This is the core idea. Four samples go in, one detail value comes out.

The detector then calibrates a baseline from benign samples before the first attack:

double med = median(baseline, baseline_n);
double sigma = 1.4826 * mad(baseline, baseline_n, med);

then:

samples[i].db4_score = (samples[i].db4_detail - med) / sigma;
samples[i].db4_alert = samples[i].db4_score > db4_threshold;

So, the full source code look like this (hack.c):

demo

Let’s see this in action. First of all, compile:

gcc -O2 -Wall -Wextra hack.c -lm -o hack

ddos

run on the local fixture:

./hack fixture_cic_timeseries.csv db4_results.csv 600 8

ddos

as you can see, in my case:

input: fixture_cic_timeseries.csv
samples: 360
baseline samples: 167
db4 detail median: 4.11610831
db4 detail robust sigma: 2.30696801
rolling average threshold: 600.00
db4 z-score threshold: 8.00

event-level rolling average: TP=2 FP=12 FN=0 events=2
event-level Daubechies D4:  TP=2 FP=0 FN=0 events=2

wrote db4_results.csv

Both methods detected the two attack events. But rolling average produced 12 false post-event alerts because it stays high after the event. D4 produced 0 false events in this test.

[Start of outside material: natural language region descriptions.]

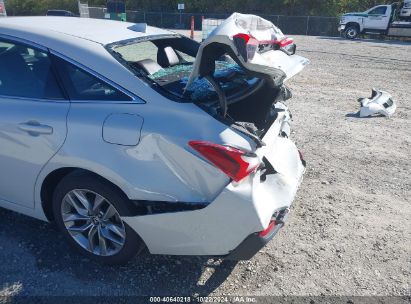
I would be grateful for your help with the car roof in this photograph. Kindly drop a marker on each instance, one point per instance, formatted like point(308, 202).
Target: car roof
point(97, 30)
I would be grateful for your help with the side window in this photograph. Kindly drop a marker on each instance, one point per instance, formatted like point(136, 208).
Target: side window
point(26, 72)
point(81, 85)
point(381, 10)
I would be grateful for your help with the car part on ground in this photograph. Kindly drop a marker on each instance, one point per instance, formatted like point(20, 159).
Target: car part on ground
point(380, 103)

this is the main practical result:

rolling average: TP=2 FP=12 FN=0
Daubechies D4:   TP=2 FP=0  FN=0

plot

Generate the plot:

python3 plot_db4.py

result:

ddos-db4

ddos-db4

the first plot shows the traffic feature and rolling average. The orange rolling average remains high after the attack ends, which explains the false alert tail.

the second plot shows the Daubechies D4 robust z-score. D4 reacts around the sharp transitions and then returns to baseline quickly.

the third plot compares event-level TP, FP, and FN.

proof that this works

Most of my readers may ask, why this concept works? there are two proofs here: mathematical and experimental.

mathematical proof: rolling average is a smoothing filter. For a short pulse of amplitude \(A \) and duty cycle \(p \):

\[\bar{x}=pA\]

If:

\[pA\le\theta\]

the detector misses or delays the alert.

D4 detail is a high-pass wavelet coefficient:

\[d_t = g_0x_{t-3}+g_1x_{t-2}+g_2x_{t-1}+g_3x_t\]

It suppresses smooth behavior because:

\[\sum g_k=0\]

and:

\[\sum k g_k=0\]

but it reacts to abrupt attack transitions because step-like traffic changes create non-zero high-pass response.

What about experimental proof?

On the local CICDDoS-style test:

rolling average: TP=2 FP=12 FN=0
Daubechies D4:   TP=2 FP=0  FN=0

so in this case D4 preserves detection while reducing false positives:

\[\Delta FP=FP_{avg}-FP_{D4}=12-0=12\]

this is better because an Anti-DDoS detector is not only about finding attacks. It must also avoid unnecessary mitigation after the attack ends.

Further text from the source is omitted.